London: Jenson Button will be looking for answers when McLaren's top technical brains meet on Tuesday to try and find out why their car has become so slow. The Woking team had a deeply disappointing British Grand Prix at Silverstone with Lewis Hamilton, a winner in Canada only last month, finishing eighth and Button 10th.

Button, the 2009 world champion and winner of the season-opening race in Australia, is now a hefty 79 points adrift of Ferrari's championship leader Fernando Alonso with 11 races remaining. Hamilton is 37 points off the Spaniard's pace.

"We don't have the pace of the top three teams. At the moment we are racing the Williams, the Sauber and the Force India," Button said candidly. "That's where we are at the moment and, personally, I don't feel they had the best weekend...I feel that if the Williams and Sauber had a good day, they would have beaten us. So we've got a lot of work to do."
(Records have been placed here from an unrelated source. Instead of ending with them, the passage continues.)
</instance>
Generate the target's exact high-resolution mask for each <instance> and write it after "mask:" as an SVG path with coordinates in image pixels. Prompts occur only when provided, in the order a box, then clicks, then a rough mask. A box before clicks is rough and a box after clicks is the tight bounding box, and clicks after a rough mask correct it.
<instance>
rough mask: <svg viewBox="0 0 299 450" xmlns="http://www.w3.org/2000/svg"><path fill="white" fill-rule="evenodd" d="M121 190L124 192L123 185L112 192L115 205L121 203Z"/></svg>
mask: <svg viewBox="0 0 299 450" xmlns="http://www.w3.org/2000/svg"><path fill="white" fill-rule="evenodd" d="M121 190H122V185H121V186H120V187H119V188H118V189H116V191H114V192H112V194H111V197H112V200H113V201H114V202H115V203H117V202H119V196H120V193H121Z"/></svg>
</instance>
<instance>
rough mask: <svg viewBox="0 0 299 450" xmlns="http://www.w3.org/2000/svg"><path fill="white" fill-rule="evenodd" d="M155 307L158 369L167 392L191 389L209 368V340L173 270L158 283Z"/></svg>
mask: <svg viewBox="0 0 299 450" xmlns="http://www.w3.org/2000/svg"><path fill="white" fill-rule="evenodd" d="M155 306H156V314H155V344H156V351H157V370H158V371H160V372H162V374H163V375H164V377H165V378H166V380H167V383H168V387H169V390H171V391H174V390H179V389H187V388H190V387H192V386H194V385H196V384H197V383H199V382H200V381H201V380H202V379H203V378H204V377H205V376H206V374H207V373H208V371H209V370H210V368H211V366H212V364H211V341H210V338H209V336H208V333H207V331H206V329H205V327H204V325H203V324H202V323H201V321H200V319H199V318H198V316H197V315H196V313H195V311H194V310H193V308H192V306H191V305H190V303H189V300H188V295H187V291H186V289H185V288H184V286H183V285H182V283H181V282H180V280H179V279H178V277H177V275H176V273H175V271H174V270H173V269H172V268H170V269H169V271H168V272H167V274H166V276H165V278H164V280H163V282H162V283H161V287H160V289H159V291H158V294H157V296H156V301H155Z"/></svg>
Button, who has never stood on his home grand prix podium in 13 attempts and who qualified 16th in a rain-soaked qualifying, said the team had got their strategy right and the pit stops - so troublesome this season - were perfect.

A notably smooth driver, Button has struggled to get crucial heat into the tricky Pirelli tyres but the 32-year-old felt there was much more to it than that. "We just didn't have the pace," he told Reuters. "The balance doesn't feel too bad. In high-speed corners, the car is reasonable; on low speed, it's not fantastic but not bad.

"So when you see a car come past you like you're just stood still, it's a surprise...I don't know where we are missing out, I don't know how so many teams can be getting it right and we can't."

McLaren have now slipped from second to fourth in the constructors' championship, behind Red Bull, Ferrari and Lotus - a shock for a team who have finished the last seven seasons in the top three.

Hamilton, the 2008 champion who has yet to agree a contract extension after this year, said on Sunday he feared his title hopes could disappear unless the team picked up the pace.

The next grand prix is at Hockenheim in Germany, on July 22, which Hamilton won last year and where McLaren should have a good upgrade package. Immediately after that comes Hungary, which Button won in 2011.

"We've got to improve," said Button. "We've got a technical meeting on Tuesday which is going to be quite a sombre meeting but we're going to be quite aggressive, everyone in the meeting, about trying to improve this car."